Medair rencontre le pape François!

19 Jan 2022 | Culture, histoire, philosophie

Quand on connaît un peu l’histoire des religions en Suisse – rappelons que les jésuites y ont été interdits jusqu’à 1973 et qu’à Genève, l’Eglise catholique n’a pu récupérer pleinement ses lieux de culte confisqués par l’Etat que dans les années 1920 -, le fait qu’une délégation de l’ONG protestante helvétique Medair ait été reçue et saluée avec chaleur par le pape François, lui-même jésuite, à l’automne dernier, est un véritable événement. L’un des responsables de Medair, Jean-Bernard Palthey, nous confie ses impressions.
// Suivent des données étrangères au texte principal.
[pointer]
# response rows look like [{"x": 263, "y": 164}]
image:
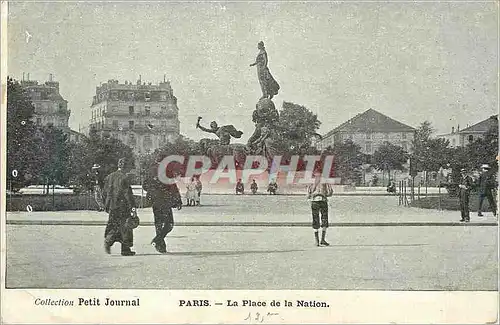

– Vous-même catholique, vous dirigez les missions de Medair et vous vous retrouvez en dialogue avec François. Plutôt inattendu et prometteur, non?
– En effet. Medair est une œuvre fondée par un couple protestant à la fin des années 80 et je m’y trouve tout à fait à ma place, car l’esprit qui y règne est authentiquement œcuménique. Medair a pour vocation d’apporter une aide d’urgence dans le domaine sanitaire, qu’il s’agisse de soins, du traitement de la malnutrition, d’accès à l’eau et à l’alimentation, de (re)construction d’abris…. Notre action, fidèle à l’enseignement chrétien, est tournée vers une douzaine de pays et axée sur les populations les plus pauvres, les plus démunies, vivant dans les zones les plus inaccessibles et les plus délaissées.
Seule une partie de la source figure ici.